Table 1. Examples of Antiviral Therapeutics Targeting Endothelial Functions & the Virus Life Cycle
| Group | Drug(s) | Mechanism of Action | References |
|---|---|---|---|
| Viral Entry Inhibitors | Maraviroc Inmazeb | Blocks receptor engagement, endocytosis/macropinocytosis, attachment, fusion or signaling involved uptake of the virus |  |
| Viral Protein Synthesis Inhibitors | Lopinavir/ritonavir | Suppresses or slows virus replication by disrupting processes involved in translation or generation of protein |  |
| Viral Polymerase Inhibitors | Molnupiravir | Interferes with regulation of transcription of viral proteins during viral replication |  |
| Immunomodulators | Nitazoxanide | Interfere and counter with host regulated pathways during viral replication (e.g., IFN pathways and mechanism of viral RNA sensing) |  |

==== Vaccines ====
Vaccines are therapeutics that are preventative measure to infectious diseases. These therapeutics offer the body adaptive immunity to a specific pathogen. Fundamentally, vaccines provide patients protection by eliciting an immune response so that they develop antibodies that will help protect against the invading pathogen. The development, production, and global distribution of these vaccines is imperative to prevent, control, and eradicate pandemic potential pathogens. Specifically, cell cultured-based vaccine technologies utilize cell lines that have a wide range of viral tropism to adapt virus strains used in the development of vaccines to new cells.
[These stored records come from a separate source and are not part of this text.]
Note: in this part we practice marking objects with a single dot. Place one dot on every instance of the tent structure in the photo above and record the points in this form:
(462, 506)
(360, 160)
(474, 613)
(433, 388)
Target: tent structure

This application of cell tropism evaluates the diverse viral entry pathways and host receptors to accomplish this goal. Moreover, the aspects endothelial cell activation and dysfunction become important readouts during vaccine development as they are part the hallmarks of many clinical courses of infectious diseases. One of the most promising vaccine candidates for Ebola is Merck's recombinant VSV-EBOV vaccine, Ervebo. The vaccine was critical during the end of 2014/2015 Ebola outbreak in Guinea. Ervebo was shown to be effective in nonhuman primate and later in Guinea during the authorized human efficacy trial which showed that Ervebo was also highly protective in humans. The vaccine employs VSV as the surrogate to display the Ebola glycoprotein. VSV does not cause disease in humans which renders it a useful backbone to hold an important protein of Zaire Ebola virus. When the vaccine is administered, the recombinant VSV introduces a functional Ebola virus glycoprotein which interacts with endothelial cell barrier and elicit a rapid immune response without causing disease in patients. Therefore, the development and scaling of vaccines involves important considerations to endothelial cell tropism.